Der Schaden, der dadurch für die betroffenen Unternehmen entstehe, lasse sich direkt nicht beziffern, sagt Andreas Kempff. Klar sei aber: Wenn die Unternehmen Teile kaufen, dann sind die jetzt teurer. Denn viele Teile sind Mangelware. Diese Preise werden dann teilweise auch an die Kunden weitergegeben. Bei der Frage nach der Ursache für die Material- und Lieferengpässe verweist Andreas Kempff unter anderem auf eine Schiffshavarie, die im März dieses Jahres weltweit für Schlagzeilen gesorgt hat. Aber es gibt weitere Faktoren, zu denen auch die Kunden durch ihr verhalten selbst beitragen.

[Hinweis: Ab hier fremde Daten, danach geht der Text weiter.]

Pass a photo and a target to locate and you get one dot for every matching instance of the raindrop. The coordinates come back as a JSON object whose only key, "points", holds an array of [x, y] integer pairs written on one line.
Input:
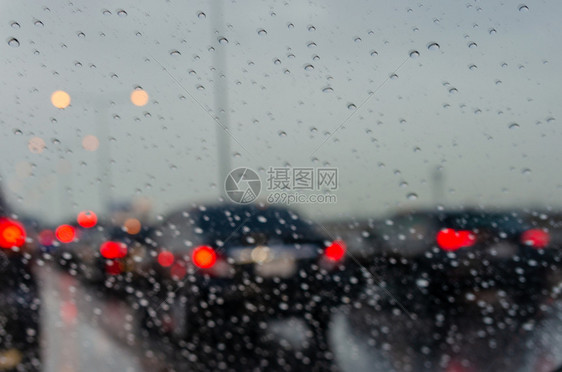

"Wir haben die Situation, dass die Kaufkraft jetzt zurückgestaut wird. Das hatten wir auch schon durch die harten Lockdowns. Das drückt sich dann in einer erhöhten Sparquote aus. Die nur teilweise in den Onlinehandel fließt. Wenn sich diese Kaufkraft explosionsartig entlädt, trifft sie auf ein reduziertes Angebot. Hier hoffen wir, dass das nächstes Jahr besser wird."

Mitarbeitermangel im Hotel- und Gastrogewerbe

Weniger betroffen von den Lieferengpässen: Der Handel, sowie die Hotellerie und Gastronomie. Die haben aber laut IHK-Rhein-Neckar mit einem Mitarbeitermangel zu kämpfen: Viele Beschäftigte aus diesen Branchen hätten gekündigt, weil der Job wegen den Corona-Beschränkungen zu unsicher geworden ist. Wann sich diese Situation wieder entspannt? Der IHK-Experte Andreas Kempff wagt nur eine vorsichtige Prognose für das kommende Jahr.